Virtual handling of museum artefacts lies within a complex context of different professional practices, technological development and end-user needs. As part of the Science and Heritage programme funded by EPSRC-AHRC, Linda Hurcombe led an international project bringing researchers from different disciplines into a networking cluster focused on Touching the Untouchable: increasing access to archaeological artefacts by virtual handling.

It was therefore appropriate to adopt a design led user-centred approach that would bring the many experts involved in a creative dialogue. The interaction technique we present in this paper was one of the outcomes of two design-led workshops that took place for two days each over the period of six months. Many of the key-issues that are related to curatorial practice and technological development were described and discussed in the first workshop, and prototype ideas were developed and presented in a second workshop six months later. From the first meeting of this group it was evident that there were multiple issues faced by the heritage sector and many potential ideas for solutions.

The workshops involved 26 participants from 19 institutions and 6 countries. Disciplines included archaeology, conservation and curation together with art and interaction design, computer science and haptic human-computer interfaces. Representatives from small and national museum collections, artifact specialists, the National Trust, Historic Palaces, the Royal National Institute for the Blind attended and all presented different points of emphasis offering a richly textured insight into professional practices. The transdisciplinary nature of the first workshop allowed key issues to be raised and discussed from a plethora of perspectives, while design sessions involved participants in collaborative hands-on work and cultivated a number of ideas that were developed as first prototypes and evaluated in the second workshop.

On the first day participants gave short position presentations on their work and the key issues as they saw them. There were also demonstrations of museum specimens and haptic technology. The second day consisted of a plenary session where stakeholders discussed a broad range of themes and opportunities arising from the previous day. Topics included haptic device capabilities, archaeology research agendas, curation and end users and the potential benefits of virtual handling.

Key issues that were raised included:

Haptic installations may deflect interest away from the ancient items on show both physically and conceptually.

The technology for virtual touch needs not to overwhelm its physical setting e.g. a museum gallery and must be able to cope with the visitor numbers (i.e. size of machine, noise, ease of use)

Can haptic experiences get away from the computer desktop?

Products and solutions could be expected to be diverse according to the kind of user and their setting. Rapid-prototyping could be explored for its practical issues and scope.
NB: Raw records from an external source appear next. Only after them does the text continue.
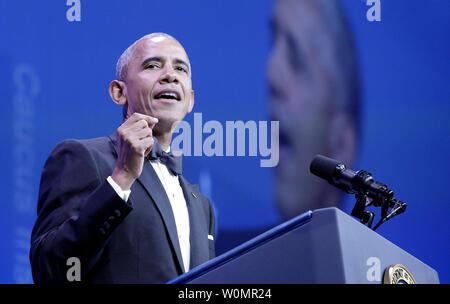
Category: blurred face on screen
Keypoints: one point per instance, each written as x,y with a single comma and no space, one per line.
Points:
302,92
159,81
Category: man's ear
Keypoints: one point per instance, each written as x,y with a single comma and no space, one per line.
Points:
118,92
191,104
342,138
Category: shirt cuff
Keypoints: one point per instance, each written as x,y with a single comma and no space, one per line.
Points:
123,194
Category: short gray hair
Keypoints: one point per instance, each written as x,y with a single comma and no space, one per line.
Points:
127,55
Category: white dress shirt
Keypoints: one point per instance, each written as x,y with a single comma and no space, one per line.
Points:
175,194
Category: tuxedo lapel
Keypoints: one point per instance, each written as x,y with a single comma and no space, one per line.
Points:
153,186
198,232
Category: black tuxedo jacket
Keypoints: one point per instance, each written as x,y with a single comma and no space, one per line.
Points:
80,215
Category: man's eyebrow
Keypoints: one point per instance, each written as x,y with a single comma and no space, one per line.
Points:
180,61
158,59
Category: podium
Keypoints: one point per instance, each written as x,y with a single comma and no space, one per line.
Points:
325,246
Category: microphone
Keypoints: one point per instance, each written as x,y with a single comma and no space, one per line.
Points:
361,183
337,174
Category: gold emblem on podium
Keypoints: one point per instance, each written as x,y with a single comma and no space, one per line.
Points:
398,274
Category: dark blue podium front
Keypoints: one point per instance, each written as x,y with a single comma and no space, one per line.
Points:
321,246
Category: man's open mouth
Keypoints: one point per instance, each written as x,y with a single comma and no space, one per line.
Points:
165,94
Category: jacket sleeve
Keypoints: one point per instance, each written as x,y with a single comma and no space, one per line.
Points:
77,212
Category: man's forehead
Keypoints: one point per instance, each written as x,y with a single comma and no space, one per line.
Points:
160,46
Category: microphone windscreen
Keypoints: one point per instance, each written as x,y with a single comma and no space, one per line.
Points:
323,167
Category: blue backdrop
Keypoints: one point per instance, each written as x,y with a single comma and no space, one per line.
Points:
55,74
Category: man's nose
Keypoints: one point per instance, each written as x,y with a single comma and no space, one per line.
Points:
169,75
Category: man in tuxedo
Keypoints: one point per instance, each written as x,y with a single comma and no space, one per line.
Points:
119,204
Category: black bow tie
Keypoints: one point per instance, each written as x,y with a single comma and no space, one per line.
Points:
172,162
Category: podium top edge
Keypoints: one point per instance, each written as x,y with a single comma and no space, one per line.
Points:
243,248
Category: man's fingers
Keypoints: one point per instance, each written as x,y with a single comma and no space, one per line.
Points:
151,121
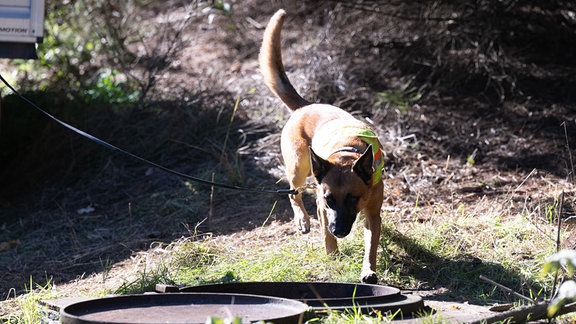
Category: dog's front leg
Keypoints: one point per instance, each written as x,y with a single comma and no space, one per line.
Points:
330,241
301,217
372,229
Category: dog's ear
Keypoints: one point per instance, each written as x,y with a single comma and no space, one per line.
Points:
319,166
363,166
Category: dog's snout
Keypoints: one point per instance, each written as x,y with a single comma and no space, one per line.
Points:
337,231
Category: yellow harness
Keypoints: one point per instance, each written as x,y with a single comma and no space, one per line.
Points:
361,131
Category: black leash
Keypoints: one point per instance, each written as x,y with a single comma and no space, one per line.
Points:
140,159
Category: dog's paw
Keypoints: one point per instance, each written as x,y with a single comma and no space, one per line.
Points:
369,277
303,225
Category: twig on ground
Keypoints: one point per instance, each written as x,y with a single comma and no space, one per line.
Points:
508,290
559,216
523,314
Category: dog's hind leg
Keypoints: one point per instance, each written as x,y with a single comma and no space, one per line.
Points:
297,171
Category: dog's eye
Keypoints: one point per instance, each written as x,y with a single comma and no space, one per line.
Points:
330,202
352,199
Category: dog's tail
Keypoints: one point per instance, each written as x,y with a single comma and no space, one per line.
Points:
271,65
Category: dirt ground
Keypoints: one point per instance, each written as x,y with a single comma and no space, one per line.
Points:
442,149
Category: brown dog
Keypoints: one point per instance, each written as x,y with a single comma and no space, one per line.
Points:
342,153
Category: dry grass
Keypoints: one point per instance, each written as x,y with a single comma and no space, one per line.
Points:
471,184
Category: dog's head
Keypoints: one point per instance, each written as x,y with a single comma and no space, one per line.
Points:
342,188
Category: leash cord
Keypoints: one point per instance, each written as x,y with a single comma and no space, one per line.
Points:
138,158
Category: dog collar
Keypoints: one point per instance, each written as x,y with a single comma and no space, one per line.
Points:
367,136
Financial mechanisms for public display varied and virtual technologies need to be assessed against the robustness of device and costs to set up and expertise to maintain them.

The focus of the present paper is on two of many more prototypes which were developed in response to these key issues and which were presented in the second workshop for testing and evaluation. They were well received by the stakeholders and after some corrections were made, they were deployed and evaluated in two museums: the National Museum of Scotland in Edinburgh and the Orkney Museum in Kirkwall. These evaluations and prototypes flowed from the first networking grant which pursued them to proof of concept stage. More recent work was undertaken as part of a second grant also led by Hurcombe within the Science and Heritage programme which allowed them along with some of the other ideas to be given more extensive public trials and development. The full range of installations developed is covered elsewhere [17] but here the focus is on one famous object presented in two contrasting ways.